Etch is a tool for system configuration management. It manages the configuration files of the operating system and core applications. It is easy for a professional system administrator to start using, yet is scalable to large and complex environments.


Recent releases

  •  30 Apr 2012 02:39

    Release Notes: The server was upgraded to Rails 3. The search functionality in the server now uses ransack. Unicode encoding in the client under Ruby 1.9 and interactive mode in the client were fixed.

    •  19 Mar 2012 13:36

      Release Notes: This release is now compatible with Ruby 1.9. The nokogiri XML parser is now the default parser used by the server.

      •  12 Apr 2011 07:17

        Release Notes: This release added support for the Nokogiri XML library in addition libxml and rexml. The server now uses Ruby on Rails 2.3.11 to keep up with the latest security patches.

        •  18 Jan 2011 00:37

          Release Notes: This release added support for a detailed_results setting in the client config file, allowing users to log detailed results to a local file in addition to or instead of sending them to the server. A --list-files option was added to the client.

          •  22 Dec 2010 20:39

            Release Notes: The primary change in this release is the addition of support for an /etc/etch.conf config file to the client, allowing users to configure a number of parameters that were previously either hard-coded or only configurable via command line options.

            Recent comments

            10 Nov 2008 01:07 jheiss

            Re: pity

            > It went from I would think about using

            > it to I wouldn't. Ruby? RoR? What bad

            > choices you have made.

            I know sysadmins tend to avoid shiny and new (generally for good reason), but neither Ruby nor Rails is particularly new at this point and Ruby at least has good potential for system administration tools. Perl was my language of choice for 15 years. Ruby shares a lot of syntax with Perl, but has a functional object-oriented programming model. I'm tired of waiting for Perl 6. :) The tradeoff is that the library of 3rd-party Ruby libraries is nowhere near as well-developed as CPAN. Having ported around 5000 lines of Perl to Ruby I find that the resulting code is generally shorter and easier to read, except where you run into a shortcoming or lack of a 3rd-party library.

            It does mean that as an etch user you have to write bits of Ruby for your etch configuration scripts, but plenty of non-Perl developers managed to get what they needed with the previous versions because the configuration scripts tend to be short and simple and easily built up by cut-n-paste from other scripts.

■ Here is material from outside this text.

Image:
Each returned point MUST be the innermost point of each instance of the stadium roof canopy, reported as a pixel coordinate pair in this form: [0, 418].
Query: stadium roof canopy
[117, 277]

            I understand that Rails seems out of place in this context, it wasn't the first thing I considered. But after looking around at XML-RPC and other web service libraries I decided that using Rails as a simple CGI layer made the most sense, given that I develop etch alongside nVentory (an asset and configuration database), which is a heavy user of Rails. Developing etch on a separate web service platform didn't make sense. Etch does not make heavy use of the Rails platform, nearly all of the server code is in a generic Ruby library with just a minimal hook into Rails.

            09 Nov 2008 17:31 tehmoth

            It went from I would think about using it to I wouldn't. Ruby? RoR? What bad choices you have made.